Advantages of WireGuard
WireGuard is a relatively new protocol that’s fast becoming popular in the VPN industry because of its high-speed performance and advanced encryption methods. Here are some of its best features:
- Smaller, more secure code base: IPsec includes legacy protocols resulting in a very large code base that has not been formally verified. WireGuard’s code base is smaller and simpler, with little legacy functionality, making it easier for the open source community to audit for security. WireGuard’s codebase has also been formally verified and documented in a cryptographic analysis.
- Faster than IPsec: WireGuard is a Linux kernel module, which improves performance compared to a process running in user space. WireGuard has conducted performance benchmarks that show about a 15% higher throughput compared to IPsec.
- Built with firewalls in mind: For IPsec to work with a firewall, you need to open UDP port 500 for ISAKMP traffic and allow IP protocols 50 and 51 on firewall filters for ESP and AH traffic, respectively. WireGuard doesn’t need open ports. It uses the UDP protocol and can be configured to use any port.
- Wide platform support: There are Wireguard implementations available for the major operating systems. Note, however, that the protocol is not yet natively supported on Android or iOS; you’ll need WireGuard iOS and Android apps.
- Reduced likelihood of misconfiguration: While WireGuard has fewer encryption options than IPsec, it uses more modern encryption solutions with more secure default configurations. Clients and servers cannot specify insecure encryption options, ensuring that end users are all on a recent encryption standard.

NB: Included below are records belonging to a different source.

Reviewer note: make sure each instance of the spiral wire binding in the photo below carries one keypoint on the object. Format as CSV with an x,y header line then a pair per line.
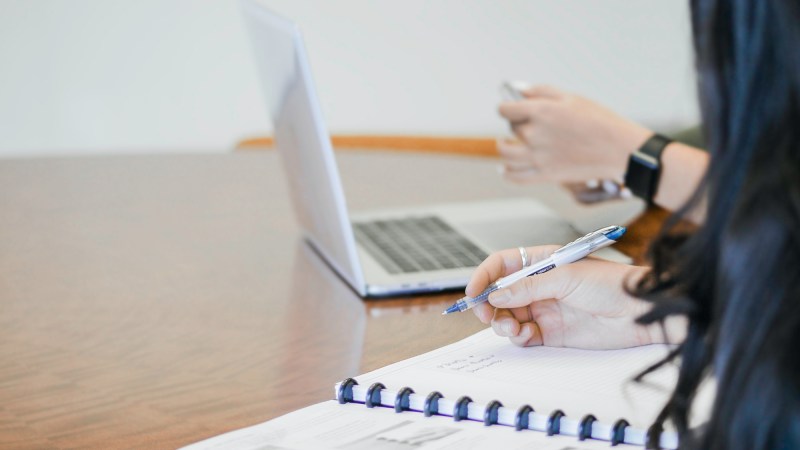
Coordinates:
x,y
491,413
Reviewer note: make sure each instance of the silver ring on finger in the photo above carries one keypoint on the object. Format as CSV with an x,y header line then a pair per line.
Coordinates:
x,y
524,255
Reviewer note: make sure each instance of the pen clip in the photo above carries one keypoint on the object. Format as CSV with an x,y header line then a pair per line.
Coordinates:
x,y
587,238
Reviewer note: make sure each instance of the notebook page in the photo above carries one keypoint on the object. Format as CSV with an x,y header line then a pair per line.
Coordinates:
x,y
487,367
330,425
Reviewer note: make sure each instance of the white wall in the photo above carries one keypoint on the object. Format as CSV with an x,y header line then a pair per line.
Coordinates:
x,y
88,76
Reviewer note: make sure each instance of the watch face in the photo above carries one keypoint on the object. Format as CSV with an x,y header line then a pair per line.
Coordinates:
x,y
642,176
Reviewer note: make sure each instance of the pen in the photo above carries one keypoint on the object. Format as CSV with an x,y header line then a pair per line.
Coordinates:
x,y
575,250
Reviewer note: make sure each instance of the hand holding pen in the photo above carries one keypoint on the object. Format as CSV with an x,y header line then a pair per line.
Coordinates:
x,y
575,250
582,305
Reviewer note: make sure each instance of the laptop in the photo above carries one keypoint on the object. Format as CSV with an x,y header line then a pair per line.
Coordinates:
x,y
386,253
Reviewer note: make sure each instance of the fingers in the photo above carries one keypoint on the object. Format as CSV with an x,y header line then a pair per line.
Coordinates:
x,y
543,91
553,284
502,263
484,312
513,150
523,111
516,324
505,324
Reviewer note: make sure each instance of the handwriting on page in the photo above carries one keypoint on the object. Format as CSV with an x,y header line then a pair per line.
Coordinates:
x,y
470,364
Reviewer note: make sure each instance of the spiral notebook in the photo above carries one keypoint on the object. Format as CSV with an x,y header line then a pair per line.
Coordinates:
x,y
480,392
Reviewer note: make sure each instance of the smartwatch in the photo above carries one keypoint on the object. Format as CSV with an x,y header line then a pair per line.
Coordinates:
x,y
644,167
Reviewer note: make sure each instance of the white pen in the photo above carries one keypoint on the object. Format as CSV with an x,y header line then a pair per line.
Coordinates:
x,y
575,250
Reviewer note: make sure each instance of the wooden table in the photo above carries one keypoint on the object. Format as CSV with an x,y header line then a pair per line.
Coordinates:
x,y
153,301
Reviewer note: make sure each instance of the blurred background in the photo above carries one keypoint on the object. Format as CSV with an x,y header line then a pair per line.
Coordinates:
x,y
110,76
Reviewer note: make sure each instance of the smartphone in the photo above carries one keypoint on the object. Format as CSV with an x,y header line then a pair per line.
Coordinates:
x,y
513,90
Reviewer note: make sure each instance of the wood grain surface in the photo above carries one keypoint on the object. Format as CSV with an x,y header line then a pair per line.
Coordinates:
x,y
154,301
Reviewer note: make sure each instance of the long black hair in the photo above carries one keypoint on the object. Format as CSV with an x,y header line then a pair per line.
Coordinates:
x,y
737,277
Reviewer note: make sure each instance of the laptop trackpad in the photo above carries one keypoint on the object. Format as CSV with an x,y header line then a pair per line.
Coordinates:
x,y
497,235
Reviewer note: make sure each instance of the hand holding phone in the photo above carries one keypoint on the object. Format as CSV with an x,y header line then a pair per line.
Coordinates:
x,y
513,90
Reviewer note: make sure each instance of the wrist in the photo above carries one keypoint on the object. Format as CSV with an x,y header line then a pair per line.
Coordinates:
x,y
673,330
627,143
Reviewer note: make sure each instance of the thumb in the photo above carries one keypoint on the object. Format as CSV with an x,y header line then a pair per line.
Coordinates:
x,y
555,284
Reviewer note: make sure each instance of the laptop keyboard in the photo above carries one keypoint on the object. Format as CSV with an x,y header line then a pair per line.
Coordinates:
x,y
417,244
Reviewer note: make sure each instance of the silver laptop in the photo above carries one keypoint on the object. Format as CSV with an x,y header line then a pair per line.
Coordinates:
x,y
380,253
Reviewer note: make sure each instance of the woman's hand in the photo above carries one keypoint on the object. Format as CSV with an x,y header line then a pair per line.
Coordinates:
x,y
582,305
565,137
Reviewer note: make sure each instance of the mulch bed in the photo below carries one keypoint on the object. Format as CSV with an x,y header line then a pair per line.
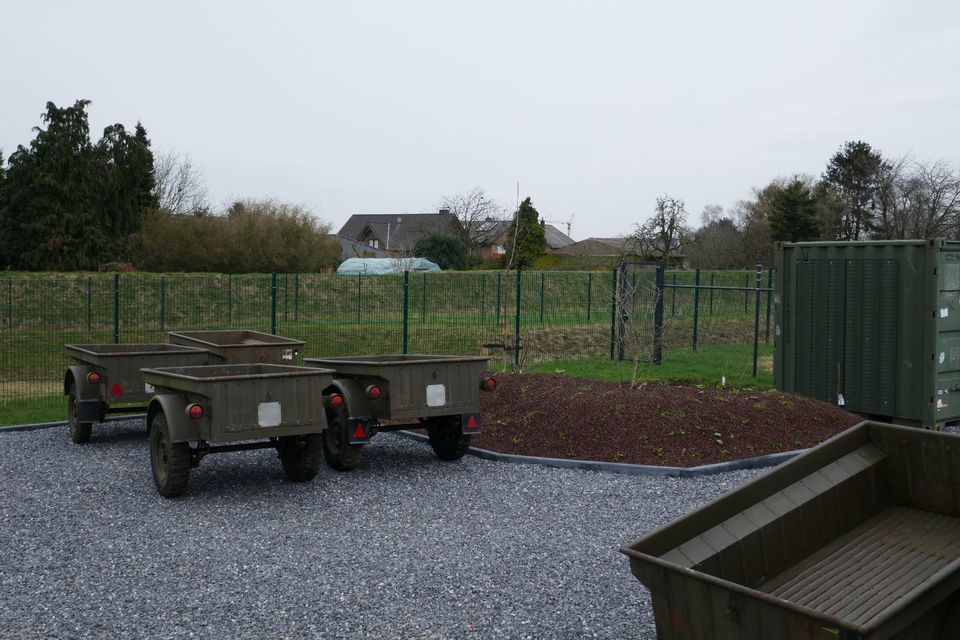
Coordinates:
x,y
559,416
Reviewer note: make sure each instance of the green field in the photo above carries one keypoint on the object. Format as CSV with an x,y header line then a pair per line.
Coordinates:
x,y
563,316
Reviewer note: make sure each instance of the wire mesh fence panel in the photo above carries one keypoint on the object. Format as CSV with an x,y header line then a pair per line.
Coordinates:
x,y
707,318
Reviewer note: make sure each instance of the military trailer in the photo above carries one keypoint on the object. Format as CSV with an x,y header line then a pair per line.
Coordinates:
x,y
104,376
370,394
858,538
242,346
222,408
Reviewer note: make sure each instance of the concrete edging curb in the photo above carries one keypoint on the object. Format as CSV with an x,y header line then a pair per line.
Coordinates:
x,y
758,462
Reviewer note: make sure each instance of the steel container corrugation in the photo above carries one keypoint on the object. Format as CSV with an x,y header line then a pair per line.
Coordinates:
x,y
872,326
406,379
858,538
241,346
233,395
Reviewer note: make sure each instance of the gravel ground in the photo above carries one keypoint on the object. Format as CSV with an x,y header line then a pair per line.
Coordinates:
x,y
406,546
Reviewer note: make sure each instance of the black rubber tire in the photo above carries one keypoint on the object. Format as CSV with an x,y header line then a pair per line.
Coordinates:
x,y
446,438
301,456
171,461
79,431
342,457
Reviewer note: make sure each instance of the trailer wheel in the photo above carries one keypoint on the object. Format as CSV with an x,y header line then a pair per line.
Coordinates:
x,y
340,456
446,438
79,431
301,457
170,460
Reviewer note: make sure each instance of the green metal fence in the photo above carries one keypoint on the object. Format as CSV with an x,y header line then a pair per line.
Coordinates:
x,y
550,315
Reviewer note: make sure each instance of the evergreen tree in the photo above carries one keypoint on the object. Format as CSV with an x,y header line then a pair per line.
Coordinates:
x,y
854,175
793,212
51,196
526,239
448,252
126,181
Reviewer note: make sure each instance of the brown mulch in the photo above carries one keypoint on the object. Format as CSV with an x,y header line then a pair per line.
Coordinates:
x,y
559,416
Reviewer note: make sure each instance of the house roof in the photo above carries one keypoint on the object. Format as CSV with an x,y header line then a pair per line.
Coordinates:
x,y
351,248
597,247
496,232
398,230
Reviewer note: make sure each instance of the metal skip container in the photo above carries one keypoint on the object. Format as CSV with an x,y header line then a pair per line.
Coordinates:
x,y
871,326
858,538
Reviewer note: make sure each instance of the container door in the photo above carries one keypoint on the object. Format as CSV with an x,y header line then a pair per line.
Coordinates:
x,y
947,400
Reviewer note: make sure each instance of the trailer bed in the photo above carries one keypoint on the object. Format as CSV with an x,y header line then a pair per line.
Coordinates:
x,y
863,573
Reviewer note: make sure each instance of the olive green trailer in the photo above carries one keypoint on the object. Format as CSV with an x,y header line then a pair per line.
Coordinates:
x,y
871,326
438,393
242,346
104,376
856,539
221,408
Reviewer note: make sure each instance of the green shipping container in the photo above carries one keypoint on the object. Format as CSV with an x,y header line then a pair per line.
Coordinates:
x,y
871,326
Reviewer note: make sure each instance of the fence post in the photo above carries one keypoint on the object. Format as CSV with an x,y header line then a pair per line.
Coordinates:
x,y
711,292
163,301
541,296
589,293
406,308
673,297
116,308
89,306
516,337
483,292
499,298
614,298
658,317
696,306
273,303
766,337
756,319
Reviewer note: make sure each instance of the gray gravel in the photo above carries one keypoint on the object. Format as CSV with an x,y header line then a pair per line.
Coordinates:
x,y
406,546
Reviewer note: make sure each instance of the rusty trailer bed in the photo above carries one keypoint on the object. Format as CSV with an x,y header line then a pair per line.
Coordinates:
x,y
856,539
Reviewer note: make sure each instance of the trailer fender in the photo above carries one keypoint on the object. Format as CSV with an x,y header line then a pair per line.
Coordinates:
x,y
358,404
77,374
173,407
89,406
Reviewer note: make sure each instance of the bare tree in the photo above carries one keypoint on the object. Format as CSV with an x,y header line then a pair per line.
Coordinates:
x,y
477,213
179,186
661,236
919,200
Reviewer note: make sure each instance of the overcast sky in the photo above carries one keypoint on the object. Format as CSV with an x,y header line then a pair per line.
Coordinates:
x,y
594,108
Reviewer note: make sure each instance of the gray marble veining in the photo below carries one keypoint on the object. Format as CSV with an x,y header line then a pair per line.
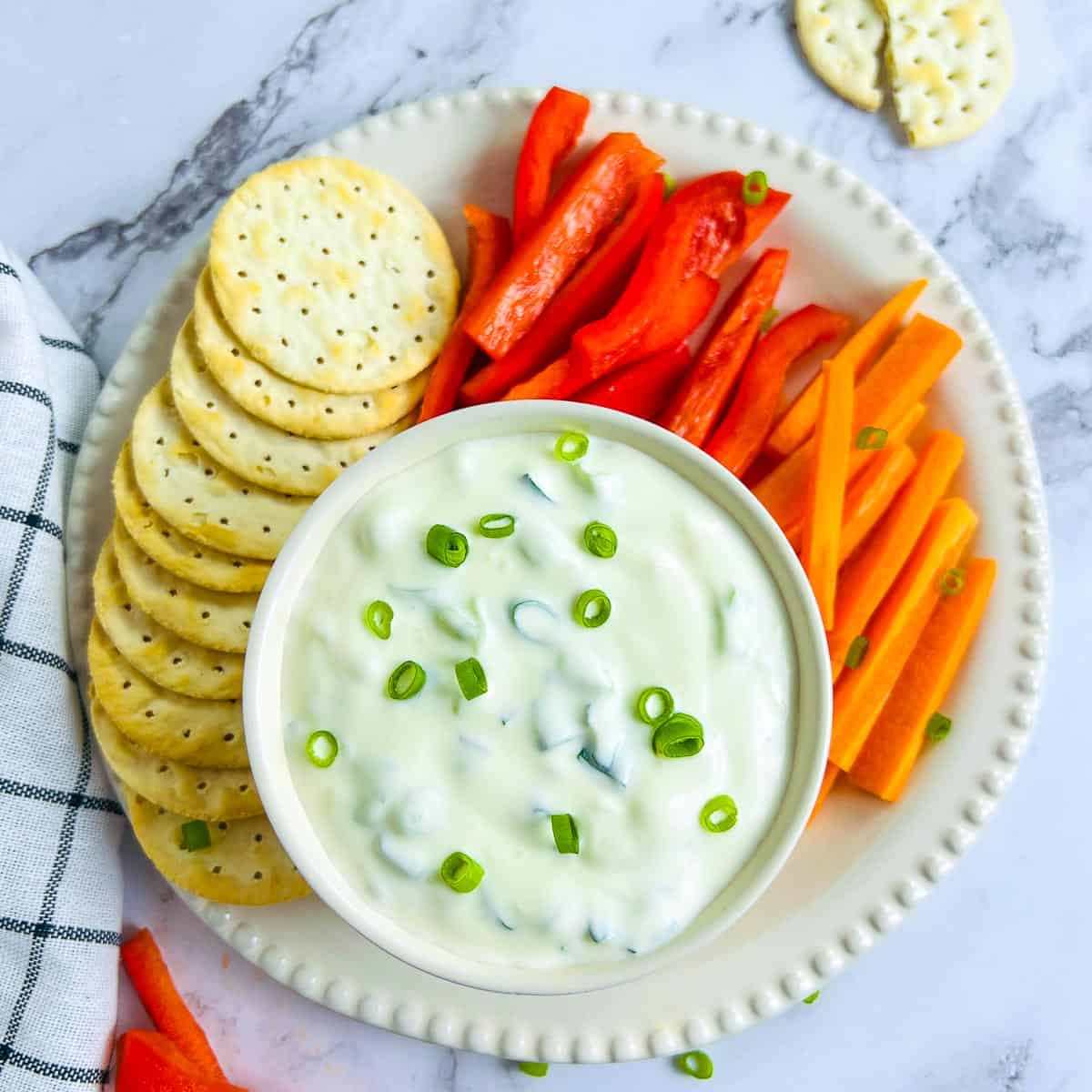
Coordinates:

Though a commonly used VPN protocol, IPsec has several drawbacks, including packet fragmentation, failed data integrity checks, and the propensity to create security vulnerabilities when incorrectly configured. WireGuard, built with firewalls in mind, offers modern encryption solutions that allow you to create a more secure VPN.
As the most advanced WireGuard VPN on the market, Tailscale allows you to create encrypted point-to-point connections for remote access to your devices and applications from anywhere in the world. Tailscale is easy to configure, use, and audit, and is suitable for business environments of any size. Download Tailscale to get started.
IPsec defines several protocols for secure key exchange and management, including Authentication Header, which confirms that packets have originated from a trusted source and ensures data integrity; Encapsulating Security Payload, which encrypts data and performs checks to guarantee the confidentiality and integrity of the data; and security association, a set of IPsec specifications that provide the encryption and decryption processes needed to negotiate security levels between two devices.
IPsec requires additional overhead for new protocol headers and packet encapsulation, which can cause packets to exceed the size supported by local networks. When this occurs, the package is fragmented into smaller units, which can lead to lost or discarded data.
NAT traversal can also cause complications with IPsec when a NAT device changes a packet’s source IP address, which can lead to dropped packets or failed integrity checks and invalid checksums.